Babam çok farklı bir insandı. Babam’ın Allah vergisi bir yeteneği vardı. Örneğin bir saatte öğrenilebilecek bir şeyi babam 2 dakika da öğrenebiliyordu. Allah ona bu duyguyu bu yeteneği vermiş. Kişilik olarak da babamın insanlara diyaloğu çok iyiydi. Çok sevilirdi. Çok gurur duyuyorum onun oğlu olmaktan ve kaliteli bir müzisyen olmaktan.
Nasıl bir duygudur müzisyen bir ailede büyümek?

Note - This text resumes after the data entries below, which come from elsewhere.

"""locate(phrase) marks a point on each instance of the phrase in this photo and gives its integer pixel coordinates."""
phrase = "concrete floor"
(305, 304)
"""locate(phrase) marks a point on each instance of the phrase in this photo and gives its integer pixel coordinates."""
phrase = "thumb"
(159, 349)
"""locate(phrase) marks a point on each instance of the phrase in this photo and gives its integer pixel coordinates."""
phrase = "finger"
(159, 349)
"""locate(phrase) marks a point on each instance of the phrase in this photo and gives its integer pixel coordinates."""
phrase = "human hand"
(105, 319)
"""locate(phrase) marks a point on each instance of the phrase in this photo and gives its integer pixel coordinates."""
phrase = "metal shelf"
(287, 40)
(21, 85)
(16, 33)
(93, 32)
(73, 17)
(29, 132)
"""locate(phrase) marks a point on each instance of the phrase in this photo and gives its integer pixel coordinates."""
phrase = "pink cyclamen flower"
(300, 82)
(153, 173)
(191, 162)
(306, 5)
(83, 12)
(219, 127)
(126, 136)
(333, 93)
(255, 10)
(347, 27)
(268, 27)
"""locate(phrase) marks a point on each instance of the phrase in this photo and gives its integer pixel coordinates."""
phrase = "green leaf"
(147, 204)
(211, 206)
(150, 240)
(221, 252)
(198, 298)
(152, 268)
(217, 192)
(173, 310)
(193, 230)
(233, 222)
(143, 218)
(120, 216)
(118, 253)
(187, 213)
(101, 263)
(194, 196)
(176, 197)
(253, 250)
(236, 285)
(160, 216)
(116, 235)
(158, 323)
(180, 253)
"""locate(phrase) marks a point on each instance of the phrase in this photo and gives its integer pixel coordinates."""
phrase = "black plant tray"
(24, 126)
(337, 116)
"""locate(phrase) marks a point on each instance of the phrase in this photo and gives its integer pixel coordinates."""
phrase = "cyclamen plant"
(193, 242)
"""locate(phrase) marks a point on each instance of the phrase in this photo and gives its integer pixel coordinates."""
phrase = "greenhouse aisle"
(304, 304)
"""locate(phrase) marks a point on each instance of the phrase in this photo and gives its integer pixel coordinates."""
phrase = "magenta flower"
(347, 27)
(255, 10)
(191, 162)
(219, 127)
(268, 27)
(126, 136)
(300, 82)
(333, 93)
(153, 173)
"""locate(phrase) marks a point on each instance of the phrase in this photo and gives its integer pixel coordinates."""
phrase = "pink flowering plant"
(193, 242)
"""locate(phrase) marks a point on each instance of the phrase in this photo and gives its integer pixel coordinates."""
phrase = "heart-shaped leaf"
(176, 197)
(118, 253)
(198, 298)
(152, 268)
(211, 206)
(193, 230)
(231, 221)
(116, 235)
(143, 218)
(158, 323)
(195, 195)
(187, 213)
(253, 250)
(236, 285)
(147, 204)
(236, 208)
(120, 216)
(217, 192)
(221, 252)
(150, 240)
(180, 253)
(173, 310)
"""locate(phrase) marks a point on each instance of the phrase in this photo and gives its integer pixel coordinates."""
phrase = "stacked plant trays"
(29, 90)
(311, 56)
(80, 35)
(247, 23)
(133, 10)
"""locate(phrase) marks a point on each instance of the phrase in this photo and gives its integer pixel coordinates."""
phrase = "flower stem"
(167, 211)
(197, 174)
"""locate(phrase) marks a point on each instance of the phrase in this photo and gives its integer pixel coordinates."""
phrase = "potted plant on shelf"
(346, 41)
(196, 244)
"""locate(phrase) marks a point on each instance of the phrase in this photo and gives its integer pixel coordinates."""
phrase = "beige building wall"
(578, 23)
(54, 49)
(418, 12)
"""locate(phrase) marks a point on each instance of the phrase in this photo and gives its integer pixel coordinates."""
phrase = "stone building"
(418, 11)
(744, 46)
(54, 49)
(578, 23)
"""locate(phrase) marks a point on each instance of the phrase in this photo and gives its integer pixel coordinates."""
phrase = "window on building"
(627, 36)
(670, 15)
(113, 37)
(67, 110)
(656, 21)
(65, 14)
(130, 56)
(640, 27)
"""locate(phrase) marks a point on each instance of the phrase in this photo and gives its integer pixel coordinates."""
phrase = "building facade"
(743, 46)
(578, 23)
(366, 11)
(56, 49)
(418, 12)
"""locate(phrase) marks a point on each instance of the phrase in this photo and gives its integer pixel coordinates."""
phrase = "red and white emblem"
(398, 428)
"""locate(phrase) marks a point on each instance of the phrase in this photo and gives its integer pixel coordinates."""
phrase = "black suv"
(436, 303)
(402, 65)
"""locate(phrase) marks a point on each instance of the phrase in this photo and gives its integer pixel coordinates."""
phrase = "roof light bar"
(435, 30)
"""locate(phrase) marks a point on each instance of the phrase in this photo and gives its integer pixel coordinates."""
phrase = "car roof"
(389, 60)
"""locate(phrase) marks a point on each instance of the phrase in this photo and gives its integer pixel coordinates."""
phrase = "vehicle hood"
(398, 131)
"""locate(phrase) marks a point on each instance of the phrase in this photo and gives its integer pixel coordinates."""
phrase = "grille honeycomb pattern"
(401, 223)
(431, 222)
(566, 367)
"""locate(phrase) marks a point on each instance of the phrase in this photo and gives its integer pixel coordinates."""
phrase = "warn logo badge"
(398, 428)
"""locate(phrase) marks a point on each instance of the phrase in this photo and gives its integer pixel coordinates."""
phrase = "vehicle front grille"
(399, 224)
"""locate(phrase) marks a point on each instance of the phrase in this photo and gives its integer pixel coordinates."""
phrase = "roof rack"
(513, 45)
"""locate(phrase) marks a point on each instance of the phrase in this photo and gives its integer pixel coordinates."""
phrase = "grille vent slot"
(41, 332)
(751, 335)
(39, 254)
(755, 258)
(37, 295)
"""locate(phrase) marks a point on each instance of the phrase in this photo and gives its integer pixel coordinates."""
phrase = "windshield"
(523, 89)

Öncelikle eğitim bizde sonradan olmuyor. Biz eğitimi anne karnından öğreniyoruz. Evde şöyle bir ortam oluyor, genelde müzisyen ailelerde olur bu; abiniz bir oda da keman çalıyor. Diğer abiniz başka bir oda da kanun çalıyor. Yani Aile fertleriyle ev ortamında orkestra kurup çalabiliyorsunuz. Birbirinizden bir şeyler öğrenebiliyorsunuz. Aynı zamanda aile ortamı güçlenmiş oluyor. Evin içinde hep müzikle ilgili bir takım kelamlar oluyor. Herhangi bir kurumda eğitim almasanız bile, evde almış olduğunuz o eğitim size çok katkı sağlıyor. Zira saf bir eğitim alıyorsunuz. Biz müziğe iş olarak bakmayız. Hayatın bir parçasıymış gibi bakarız.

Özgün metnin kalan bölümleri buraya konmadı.